= Zig Zag Street =

1996 novel by Nick Earls

ZigZag Street is a 1996 novel written by Australian writer Nick Earls. It was Earl's second novel and won the Betty Trask Award in 1998, which it shared with Kiran Desai's Hullaballoo in the Guava Orchard. It has been compared with the work of Nick Hornby.

It was adapted for the stage by Philip Dean in 2004, playing at the La Boite Theatre before touring other cities.

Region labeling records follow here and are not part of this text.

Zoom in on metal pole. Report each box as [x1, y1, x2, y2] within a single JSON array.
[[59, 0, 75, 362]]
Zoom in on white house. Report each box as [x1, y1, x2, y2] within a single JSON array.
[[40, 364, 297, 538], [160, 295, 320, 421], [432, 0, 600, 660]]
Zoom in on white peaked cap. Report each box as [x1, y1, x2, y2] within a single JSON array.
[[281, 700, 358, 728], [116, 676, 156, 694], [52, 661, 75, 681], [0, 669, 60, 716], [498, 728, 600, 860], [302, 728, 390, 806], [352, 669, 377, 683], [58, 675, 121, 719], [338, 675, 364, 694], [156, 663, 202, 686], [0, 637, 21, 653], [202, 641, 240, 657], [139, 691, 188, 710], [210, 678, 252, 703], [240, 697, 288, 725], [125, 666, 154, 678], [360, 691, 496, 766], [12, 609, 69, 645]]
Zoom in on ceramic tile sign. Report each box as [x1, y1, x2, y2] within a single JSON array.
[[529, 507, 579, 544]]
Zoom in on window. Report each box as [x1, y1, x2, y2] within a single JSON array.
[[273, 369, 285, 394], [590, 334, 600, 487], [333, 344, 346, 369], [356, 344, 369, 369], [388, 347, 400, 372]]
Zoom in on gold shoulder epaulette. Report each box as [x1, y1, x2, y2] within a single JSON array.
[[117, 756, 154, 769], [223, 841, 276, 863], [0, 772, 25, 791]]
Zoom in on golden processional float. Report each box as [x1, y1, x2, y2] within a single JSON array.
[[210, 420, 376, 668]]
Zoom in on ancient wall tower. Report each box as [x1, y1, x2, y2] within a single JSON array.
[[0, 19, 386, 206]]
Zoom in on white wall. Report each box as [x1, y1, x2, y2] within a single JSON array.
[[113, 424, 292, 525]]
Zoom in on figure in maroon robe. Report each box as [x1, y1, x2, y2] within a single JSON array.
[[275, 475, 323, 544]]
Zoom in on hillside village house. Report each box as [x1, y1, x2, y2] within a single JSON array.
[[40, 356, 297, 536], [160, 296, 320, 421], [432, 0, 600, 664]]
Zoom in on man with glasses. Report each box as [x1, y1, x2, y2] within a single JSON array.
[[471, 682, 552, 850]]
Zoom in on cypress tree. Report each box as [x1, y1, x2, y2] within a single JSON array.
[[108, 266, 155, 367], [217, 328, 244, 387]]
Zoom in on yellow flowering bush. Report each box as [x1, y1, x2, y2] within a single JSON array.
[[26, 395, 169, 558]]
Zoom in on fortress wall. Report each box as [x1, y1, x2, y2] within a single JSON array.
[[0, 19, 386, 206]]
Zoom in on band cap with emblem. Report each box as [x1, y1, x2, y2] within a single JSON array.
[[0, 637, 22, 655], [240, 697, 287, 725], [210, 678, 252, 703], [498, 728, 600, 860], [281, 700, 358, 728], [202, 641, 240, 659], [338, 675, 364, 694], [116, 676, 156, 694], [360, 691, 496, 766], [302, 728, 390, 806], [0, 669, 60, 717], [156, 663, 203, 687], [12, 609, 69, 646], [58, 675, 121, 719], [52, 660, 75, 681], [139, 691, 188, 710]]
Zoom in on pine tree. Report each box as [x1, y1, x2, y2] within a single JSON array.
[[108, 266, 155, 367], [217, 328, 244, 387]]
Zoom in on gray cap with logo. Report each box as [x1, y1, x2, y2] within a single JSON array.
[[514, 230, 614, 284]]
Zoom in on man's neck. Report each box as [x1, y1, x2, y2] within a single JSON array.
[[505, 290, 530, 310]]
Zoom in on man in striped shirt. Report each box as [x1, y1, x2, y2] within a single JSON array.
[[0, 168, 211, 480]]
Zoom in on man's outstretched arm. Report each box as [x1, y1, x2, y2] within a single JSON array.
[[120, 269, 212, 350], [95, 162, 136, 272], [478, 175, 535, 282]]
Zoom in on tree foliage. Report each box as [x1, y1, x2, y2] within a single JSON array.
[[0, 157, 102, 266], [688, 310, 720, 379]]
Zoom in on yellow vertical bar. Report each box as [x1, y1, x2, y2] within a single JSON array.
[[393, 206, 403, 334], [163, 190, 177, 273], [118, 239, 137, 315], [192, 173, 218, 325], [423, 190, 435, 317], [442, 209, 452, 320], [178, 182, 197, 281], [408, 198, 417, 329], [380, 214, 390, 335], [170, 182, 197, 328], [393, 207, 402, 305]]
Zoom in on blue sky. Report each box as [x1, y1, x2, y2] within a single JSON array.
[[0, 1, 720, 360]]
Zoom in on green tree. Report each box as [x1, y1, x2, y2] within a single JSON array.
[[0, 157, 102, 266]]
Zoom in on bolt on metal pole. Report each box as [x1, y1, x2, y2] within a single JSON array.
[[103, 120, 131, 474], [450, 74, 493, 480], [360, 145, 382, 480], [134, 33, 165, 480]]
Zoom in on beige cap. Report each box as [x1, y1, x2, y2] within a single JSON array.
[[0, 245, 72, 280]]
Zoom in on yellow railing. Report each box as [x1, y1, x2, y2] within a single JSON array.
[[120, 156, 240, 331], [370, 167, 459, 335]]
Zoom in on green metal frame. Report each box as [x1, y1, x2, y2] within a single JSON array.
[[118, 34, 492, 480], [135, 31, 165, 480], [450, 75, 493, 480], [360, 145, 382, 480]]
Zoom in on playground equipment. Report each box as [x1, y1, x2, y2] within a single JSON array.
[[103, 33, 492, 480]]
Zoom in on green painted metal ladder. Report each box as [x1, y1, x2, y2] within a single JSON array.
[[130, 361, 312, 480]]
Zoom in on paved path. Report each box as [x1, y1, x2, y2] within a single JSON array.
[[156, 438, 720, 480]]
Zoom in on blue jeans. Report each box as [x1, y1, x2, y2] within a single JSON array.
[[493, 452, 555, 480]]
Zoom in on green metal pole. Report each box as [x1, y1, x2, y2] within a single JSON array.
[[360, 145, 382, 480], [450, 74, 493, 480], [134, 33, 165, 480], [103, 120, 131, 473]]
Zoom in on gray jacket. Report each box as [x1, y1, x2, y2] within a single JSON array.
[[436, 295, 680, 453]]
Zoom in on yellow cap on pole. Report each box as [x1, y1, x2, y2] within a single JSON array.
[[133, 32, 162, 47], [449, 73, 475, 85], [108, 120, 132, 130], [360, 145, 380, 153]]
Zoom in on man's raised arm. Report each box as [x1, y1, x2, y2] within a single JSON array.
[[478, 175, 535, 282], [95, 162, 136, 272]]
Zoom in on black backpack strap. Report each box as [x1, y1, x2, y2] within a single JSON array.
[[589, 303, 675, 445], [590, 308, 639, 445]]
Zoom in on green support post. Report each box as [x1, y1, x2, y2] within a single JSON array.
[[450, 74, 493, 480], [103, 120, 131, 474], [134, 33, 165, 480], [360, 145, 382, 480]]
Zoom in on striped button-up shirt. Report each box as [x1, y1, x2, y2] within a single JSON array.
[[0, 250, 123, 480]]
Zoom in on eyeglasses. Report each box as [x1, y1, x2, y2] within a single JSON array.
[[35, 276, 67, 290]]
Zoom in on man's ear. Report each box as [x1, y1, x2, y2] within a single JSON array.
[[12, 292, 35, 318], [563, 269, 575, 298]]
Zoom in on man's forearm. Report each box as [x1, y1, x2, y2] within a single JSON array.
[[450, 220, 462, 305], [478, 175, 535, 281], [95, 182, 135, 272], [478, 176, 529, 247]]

In Review called it part of "Brisbane’s Holy Trinity of Gen X Lit:... more of a sad-boy novel, eagerly related to by whiney lawyers."
== Plot summary ==
Richard Derrington is a 28 year old corporate lawyer in Brisbane struggling to cope after his girlfriend, Anna, has left him. He lives on Zig Zag Street in the suburb of Red Hill, Brisbane, Queensland in his grandmother's former home. The novel follows his life over a six-week period as he continues to "mess things up", before finding new purpose and new love.

The novel features a number of Brisbane landmarks, including Broadway On the Mall, Park Road railway station (now known as Boggo Road railway station) in Dutton Park as well as the eponymous Zig Zag Street. It references British band The Smiths. Its reference to Tim Tam biscuits and other Queensland icons has made it a cultural favourite.